Gregory wagged his heavy, red head with a slow and sad smile.
"And even then," he said, "we poets always ask the question, 'And what is Victoria now that you have got there?' You think Victoria is like the New Jerusalem. We know that the New Jerusalem will only be like Victoria. Yes, the poet will be discontented even in the streets of heaven. The poet is always in revolt."
"There again," said Syme irritably, "what is there poetical about being in revolt? You might as well say that it is poetical to be sea-sick. Being sick is a revolt. Both being sick and being rebellious may be the wholesome thing on certain desperate occasions; but I'm hanged if I can see why they are poetical. Revolt in the abstract is—revolting. It's mere vomiting."
The girl winced for a flash at the unpleasant word, but Syme was too hot to heed her.
"It is things going right," he cried, "that is poetical! Our digestions, for instance, going sacredly and silently right, that is the foundation of all poetry. Yes, the most poetical thing, more poetical than the flowers, more poetical than the stars—the most poetical thing in the world is not being sick."
"Really," said Gregory superciliously, "the examples you choose—"
"I beg your pardon," said Syme grimly, "I forgot we had abolished all conventions."
For the first time a red patch appeared on Gregory's forehead.
"You don't expect me," he said, "to revolutionise society on this lawn?"
Syme looked straight into his eyes and smiled sweetly.
"No, I don't," he said; "but I suppose that if you were serious about your anarchism, that is exactly what you would do."
Gregory's big bull's eyes blinked suddenly like those of an angry lion, and one could almost fancy that his red mane rose.
"Don't you think, then," he said in a dangerous voice, "that I am serious about my anarchism?"
"I beg your pardon?" said Syme.
"Am I not serious about my anarchism?" cried Gregory, with knotted fists.
"My dear fellow!" said Syme, and strolled away.
With surprise, but with a curious pleasure, he found Rosamond Gregory still in his company.
"Mr. Syme," she said, "do the people who talk like you and my brother often mean what they say? Do you mean what you say now?"
"Do you?" he asked.
"What do you mean?" asked the girl, with grave eyes.
"My dear Miss Gregory," said Syme gently, "there are many kinds of sincerity and insincerity. When you say 'thank you' for the salt, do you mean what you say? No.

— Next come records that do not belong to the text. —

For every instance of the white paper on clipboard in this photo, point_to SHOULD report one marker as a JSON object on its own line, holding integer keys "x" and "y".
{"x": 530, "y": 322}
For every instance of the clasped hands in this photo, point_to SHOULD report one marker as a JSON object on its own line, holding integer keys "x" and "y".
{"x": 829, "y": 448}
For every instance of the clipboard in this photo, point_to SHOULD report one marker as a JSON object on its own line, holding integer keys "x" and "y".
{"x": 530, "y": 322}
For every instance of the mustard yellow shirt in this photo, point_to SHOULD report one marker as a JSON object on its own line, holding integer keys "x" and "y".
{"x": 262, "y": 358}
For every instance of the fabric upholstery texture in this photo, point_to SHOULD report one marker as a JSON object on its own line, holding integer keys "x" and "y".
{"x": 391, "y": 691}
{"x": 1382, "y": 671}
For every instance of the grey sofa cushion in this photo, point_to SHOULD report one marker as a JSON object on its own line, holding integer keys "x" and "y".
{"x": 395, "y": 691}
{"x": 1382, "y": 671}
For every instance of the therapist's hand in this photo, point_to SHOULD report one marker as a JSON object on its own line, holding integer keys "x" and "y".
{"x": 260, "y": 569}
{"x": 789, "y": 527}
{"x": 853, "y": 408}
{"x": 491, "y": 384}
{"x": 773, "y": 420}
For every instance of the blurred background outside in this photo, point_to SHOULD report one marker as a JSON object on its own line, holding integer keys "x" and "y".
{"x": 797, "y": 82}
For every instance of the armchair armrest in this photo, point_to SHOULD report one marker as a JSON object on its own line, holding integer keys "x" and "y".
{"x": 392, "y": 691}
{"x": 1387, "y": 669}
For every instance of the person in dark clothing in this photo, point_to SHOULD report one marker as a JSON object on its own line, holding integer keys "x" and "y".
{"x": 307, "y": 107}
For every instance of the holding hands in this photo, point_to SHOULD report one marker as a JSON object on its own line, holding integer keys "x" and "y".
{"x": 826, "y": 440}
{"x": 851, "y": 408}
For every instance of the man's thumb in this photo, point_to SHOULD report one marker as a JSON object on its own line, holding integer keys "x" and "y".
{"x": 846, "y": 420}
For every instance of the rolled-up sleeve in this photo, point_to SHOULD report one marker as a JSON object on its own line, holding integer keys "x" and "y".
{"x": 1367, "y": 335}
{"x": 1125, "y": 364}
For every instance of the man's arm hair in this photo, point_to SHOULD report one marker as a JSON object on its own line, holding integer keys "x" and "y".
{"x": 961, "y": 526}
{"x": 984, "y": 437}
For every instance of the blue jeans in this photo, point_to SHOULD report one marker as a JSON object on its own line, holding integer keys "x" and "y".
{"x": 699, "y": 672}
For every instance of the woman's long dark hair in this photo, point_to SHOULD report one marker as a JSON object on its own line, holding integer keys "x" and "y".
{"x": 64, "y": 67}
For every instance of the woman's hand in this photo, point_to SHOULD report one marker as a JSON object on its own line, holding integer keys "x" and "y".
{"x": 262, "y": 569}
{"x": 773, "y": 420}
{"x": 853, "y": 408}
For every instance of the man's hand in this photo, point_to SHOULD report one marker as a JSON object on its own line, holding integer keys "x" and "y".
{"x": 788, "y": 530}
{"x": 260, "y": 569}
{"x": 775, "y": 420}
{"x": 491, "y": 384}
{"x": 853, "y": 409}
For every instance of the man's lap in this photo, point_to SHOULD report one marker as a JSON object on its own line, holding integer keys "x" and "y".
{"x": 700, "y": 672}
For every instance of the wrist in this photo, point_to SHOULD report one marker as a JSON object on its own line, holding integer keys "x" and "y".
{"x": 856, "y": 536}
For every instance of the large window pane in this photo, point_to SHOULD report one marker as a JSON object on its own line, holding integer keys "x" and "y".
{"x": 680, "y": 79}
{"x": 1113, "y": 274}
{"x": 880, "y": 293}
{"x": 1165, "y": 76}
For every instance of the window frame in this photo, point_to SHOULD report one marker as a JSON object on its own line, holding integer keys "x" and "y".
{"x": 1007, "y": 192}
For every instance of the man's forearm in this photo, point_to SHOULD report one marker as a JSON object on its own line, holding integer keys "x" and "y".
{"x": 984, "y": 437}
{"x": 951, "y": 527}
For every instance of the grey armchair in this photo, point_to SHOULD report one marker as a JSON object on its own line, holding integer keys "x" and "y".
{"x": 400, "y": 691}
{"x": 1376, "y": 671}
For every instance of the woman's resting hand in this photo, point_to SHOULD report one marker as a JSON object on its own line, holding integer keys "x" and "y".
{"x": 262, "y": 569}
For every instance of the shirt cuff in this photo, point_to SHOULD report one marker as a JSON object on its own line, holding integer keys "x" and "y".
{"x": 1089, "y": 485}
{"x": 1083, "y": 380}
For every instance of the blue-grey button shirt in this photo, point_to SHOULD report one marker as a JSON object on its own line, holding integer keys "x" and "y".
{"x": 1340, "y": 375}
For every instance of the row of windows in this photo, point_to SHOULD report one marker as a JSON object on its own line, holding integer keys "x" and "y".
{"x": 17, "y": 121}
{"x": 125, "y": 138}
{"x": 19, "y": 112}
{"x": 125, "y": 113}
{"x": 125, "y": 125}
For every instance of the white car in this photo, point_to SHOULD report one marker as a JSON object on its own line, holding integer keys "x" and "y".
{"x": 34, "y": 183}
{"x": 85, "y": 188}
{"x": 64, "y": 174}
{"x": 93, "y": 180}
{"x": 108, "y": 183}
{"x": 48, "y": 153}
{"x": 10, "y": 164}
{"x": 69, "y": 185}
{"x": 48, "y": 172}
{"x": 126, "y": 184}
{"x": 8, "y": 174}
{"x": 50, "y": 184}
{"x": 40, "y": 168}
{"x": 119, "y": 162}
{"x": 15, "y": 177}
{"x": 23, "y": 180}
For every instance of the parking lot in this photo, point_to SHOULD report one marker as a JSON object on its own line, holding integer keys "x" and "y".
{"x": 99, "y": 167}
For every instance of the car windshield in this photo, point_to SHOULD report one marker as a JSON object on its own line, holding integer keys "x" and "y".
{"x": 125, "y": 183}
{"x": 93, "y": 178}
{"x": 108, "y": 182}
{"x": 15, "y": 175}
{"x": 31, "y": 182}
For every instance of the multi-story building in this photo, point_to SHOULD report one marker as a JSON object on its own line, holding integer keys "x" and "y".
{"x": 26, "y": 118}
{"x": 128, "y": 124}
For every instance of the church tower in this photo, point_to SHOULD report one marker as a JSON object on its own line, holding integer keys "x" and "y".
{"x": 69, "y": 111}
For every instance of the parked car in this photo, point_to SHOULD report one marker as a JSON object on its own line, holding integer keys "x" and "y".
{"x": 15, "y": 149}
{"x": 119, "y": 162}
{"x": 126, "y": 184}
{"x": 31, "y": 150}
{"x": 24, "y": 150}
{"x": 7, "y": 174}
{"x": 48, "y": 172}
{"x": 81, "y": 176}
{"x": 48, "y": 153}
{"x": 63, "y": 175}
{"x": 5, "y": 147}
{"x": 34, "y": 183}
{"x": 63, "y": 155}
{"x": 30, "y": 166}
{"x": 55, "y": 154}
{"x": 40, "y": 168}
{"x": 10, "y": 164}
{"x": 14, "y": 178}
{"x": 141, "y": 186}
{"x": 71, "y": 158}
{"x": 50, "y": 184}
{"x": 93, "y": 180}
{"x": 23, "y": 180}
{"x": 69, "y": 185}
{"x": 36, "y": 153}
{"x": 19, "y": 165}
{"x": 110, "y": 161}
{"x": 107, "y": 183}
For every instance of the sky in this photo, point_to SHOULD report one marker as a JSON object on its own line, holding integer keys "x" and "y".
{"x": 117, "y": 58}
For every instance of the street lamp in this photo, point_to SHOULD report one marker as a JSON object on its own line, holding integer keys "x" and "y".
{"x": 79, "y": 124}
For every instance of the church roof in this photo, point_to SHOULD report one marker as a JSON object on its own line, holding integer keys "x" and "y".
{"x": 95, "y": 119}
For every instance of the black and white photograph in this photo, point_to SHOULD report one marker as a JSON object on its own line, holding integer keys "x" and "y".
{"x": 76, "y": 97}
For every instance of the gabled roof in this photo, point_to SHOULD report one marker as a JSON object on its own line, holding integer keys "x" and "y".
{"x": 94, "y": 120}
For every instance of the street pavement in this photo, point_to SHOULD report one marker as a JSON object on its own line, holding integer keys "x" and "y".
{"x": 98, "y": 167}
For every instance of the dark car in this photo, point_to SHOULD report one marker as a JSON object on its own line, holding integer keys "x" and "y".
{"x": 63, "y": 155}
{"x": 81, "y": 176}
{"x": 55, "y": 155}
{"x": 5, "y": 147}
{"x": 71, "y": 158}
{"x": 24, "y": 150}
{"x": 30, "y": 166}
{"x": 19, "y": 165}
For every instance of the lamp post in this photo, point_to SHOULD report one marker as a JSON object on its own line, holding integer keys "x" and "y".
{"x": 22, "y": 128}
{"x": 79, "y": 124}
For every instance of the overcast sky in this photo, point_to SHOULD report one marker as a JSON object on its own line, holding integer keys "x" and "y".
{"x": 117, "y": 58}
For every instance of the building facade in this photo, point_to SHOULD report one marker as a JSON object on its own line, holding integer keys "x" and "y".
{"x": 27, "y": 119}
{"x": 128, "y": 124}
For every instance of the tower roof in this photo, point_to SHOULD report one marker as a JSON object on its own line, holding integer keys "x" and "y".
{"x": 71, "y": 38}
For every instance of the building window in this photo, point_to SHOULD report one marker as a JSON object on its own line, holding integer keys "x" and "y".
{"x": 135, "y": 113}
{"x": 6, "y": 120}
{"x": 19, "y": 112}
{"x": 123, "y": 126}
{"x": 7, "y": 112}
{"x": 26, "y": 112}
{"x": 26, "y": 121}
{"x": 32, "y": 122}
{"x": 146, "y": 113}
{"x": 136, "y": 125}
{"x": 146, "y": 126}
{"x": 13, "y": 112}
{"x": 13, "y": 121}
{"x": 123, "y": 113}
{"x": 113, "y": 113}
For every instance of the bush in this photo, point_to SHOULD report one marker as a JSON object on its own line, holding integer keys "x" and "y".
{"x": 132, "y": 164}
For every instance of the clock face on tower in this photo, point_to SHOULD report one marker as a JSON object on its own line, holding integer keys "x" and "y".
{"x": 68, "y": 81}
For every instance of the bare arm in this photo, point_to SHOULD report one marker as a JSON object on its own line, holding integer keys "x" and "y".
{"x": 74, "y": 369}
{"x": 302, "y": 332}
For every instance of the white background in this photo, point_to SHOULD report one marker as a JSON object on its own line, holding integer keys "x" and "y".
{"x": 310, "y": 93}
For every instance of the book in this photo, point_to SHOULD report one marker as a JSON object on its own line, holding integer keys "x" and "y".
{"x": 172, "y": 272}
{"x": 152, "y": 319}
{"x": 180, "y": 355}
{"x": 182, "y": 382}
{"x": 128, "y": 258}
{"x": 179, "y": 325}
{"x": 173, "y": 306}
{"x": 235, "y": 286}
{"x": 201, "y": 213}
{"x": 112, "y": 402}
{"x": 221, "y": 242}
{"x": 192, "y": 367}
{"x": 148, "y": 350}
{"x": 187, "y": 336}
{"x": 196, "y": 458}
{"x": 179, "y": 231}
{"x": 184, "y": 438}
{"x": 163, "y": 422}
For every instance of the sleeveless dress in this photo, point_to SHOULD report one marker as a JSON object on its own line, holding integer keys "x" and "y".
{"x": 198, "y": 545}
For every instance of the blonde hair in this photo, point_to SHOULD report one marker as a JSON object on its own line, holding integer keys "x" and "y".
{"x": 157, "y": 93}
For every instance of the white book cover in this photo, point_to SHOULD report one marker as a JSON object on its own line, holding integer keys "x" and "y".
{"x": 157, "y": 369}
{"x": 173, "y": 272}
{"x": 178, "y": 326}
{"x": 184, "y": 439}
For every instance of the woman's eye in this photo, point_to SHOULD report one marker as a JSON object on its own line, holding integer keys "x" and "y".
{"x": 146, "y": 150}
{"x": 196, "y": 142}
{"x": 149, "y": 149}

When you say 'the world is round,' do you mean what you say? No. It is true, but you don't mean it. Now, sometimes a man like your brother really finds a thing he does mean. It may be only a half-truth, quarter-truth, tenth-truth; but then he says more than he means—from sheer force of meaning it."
She was looking at him from under level brows; her face was grave and open, and there had fallen upon it the shadow of that unreasoning responsibility which is at the bottom of the most frivolous woman, the maternal watch which is as old as the world.
"Is he really an anarchist, then?" she asked.
"Only in that sense I speak of," replied Syme; "or if you prefer it, in that nonsense."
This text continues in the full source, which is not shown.